If a film is truly great, it will linger for a long time.

Sometimes, when I’m stuck with no signal on the tube or in the deep belly of a forest, I’ll conjure up the fantastical shapes of the shots in Stanley Kubrick’s The Shining, or the visual typography in Tarsem Singh’s The Fall, but a film can be invoked differently; rather than appeasing you, it can, quite frankly, scar you for life, and one knows this better than Tom Waits.

The American singer-songwriter loves film just as much as the next guy, and his experience with the cinema started when he was young, because Waits’s story sounds similar to my own: at seven years old, I spent an evening with a strange babysitter I’d never met before, who put the gaudy, grizzly Hot Fuzz on the television and allowed me to stay up way past my bedtime to see one of the characters impaled through the bottom of his jaw.

Waits’ experience isn’t too far from that, but rather than the comfy confines of a cluttered couch, his took place in a cinema, when at the tender age of nine, Waits admitted that he was already “looking for something, you know, [like when] you see a Fellini movie,” referencing Italian film director and screenwriter Federico Fellini, the man behind dazzling cinematic epics like La Dolce Vita and Amarcord, works that expanded the film industry beyond anyone’s wildest dreams.

But Fellini wasn’t the directorial mastermind behind the film that lingered uncomfortably with Waits, it was Sidney Lumet who directed the 1964 film, The Pawnbroker, which follows a Jewish pawnbroker who loses all faith in his religion and mankind after he was numbed by the experiences in a concentration camp during the Nazi reign.

It’s a film of sharp edges and harsh realities, which ends in profound tragedy that amalgamates the crushing legacy of trauma and guilt, and for a nine-year-old, that’s a hell of a lot to swallow.

Things got weirder for Waits, who was so discombobulated from the experience that he mistook the next screening for a pertinent follow-up to the classic. He admitted, “It was on the bill with – this is really weird – Mary Poppins.” Sure enough, Waits sat through both movies, one after the other, his brain in overdrive, trying to tease out what exactly the link between the two could be: “I thought it was a double bill, and these two films were being presented together. I think it scarred me.” Forget Barbenheimer, this is the real deal.

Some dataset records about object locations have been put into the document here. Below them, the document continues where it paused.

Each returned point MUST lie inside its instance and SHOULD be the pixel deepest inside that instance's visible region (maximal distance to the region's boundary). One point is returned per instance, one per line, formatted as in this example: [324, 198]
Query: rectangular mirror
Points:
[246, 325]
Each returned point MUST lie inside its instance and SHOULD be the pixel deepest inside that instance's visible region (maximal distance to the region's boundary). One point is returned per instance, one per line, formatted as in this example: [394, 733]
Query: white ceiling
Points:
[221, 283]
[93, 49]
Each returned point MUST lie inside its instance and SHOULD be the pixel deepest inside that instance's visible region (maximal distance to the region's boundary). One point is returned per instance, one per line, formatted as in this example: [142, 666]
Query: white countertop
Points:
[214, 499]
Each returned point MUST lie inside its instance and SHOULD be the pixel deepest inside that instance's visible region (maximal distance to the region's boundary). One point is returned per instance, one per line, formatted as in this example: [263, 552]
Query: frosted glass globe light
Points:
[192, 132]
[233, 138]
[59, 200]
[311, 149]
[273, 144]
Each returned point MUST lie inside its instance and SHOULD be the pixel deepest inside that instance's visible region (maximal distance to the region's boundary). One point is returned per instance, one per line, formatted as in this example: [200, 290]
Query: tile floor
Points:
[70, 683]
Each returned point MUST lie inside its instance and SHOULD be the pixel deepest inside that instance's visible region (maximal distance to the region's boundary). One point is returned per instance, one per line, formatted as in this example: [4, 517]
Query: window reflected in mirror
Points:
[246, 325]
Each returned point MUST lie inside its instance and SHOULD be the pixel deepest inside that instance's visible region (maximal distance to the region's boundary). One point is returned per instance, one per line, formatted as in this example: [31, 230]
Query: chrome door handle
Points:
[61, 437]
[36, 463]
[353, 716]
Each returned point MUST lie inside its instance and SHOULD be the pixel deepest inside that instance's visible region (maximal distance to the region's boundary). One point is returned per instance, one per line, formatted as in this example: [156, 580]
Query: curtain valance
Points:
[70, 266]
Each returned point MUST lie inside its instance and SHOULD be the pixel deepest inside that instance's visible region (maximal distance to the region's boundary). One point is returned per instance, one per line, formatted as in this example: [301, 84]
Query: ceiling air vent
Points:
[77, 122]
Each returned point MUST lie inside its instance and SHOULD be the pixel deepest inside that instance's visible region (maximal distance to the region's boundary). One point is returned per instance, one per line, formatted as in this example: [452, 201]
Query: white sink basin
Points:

Mary Poppins, which was also initially released in 1964, at least has a much lighter tone than The Pawnbroker’s rumination on the darkness of the human psyche and the pitfalls of collective responsibility, because the umbrella-riding, happy-go-lucky nanny Mary Poppins who arrives to look after two mischievous children, teaches essential lessons of life through happiness, cheer, and a chimney sweep or two. I know which movie I’d rather watch, nine years old or otherwise.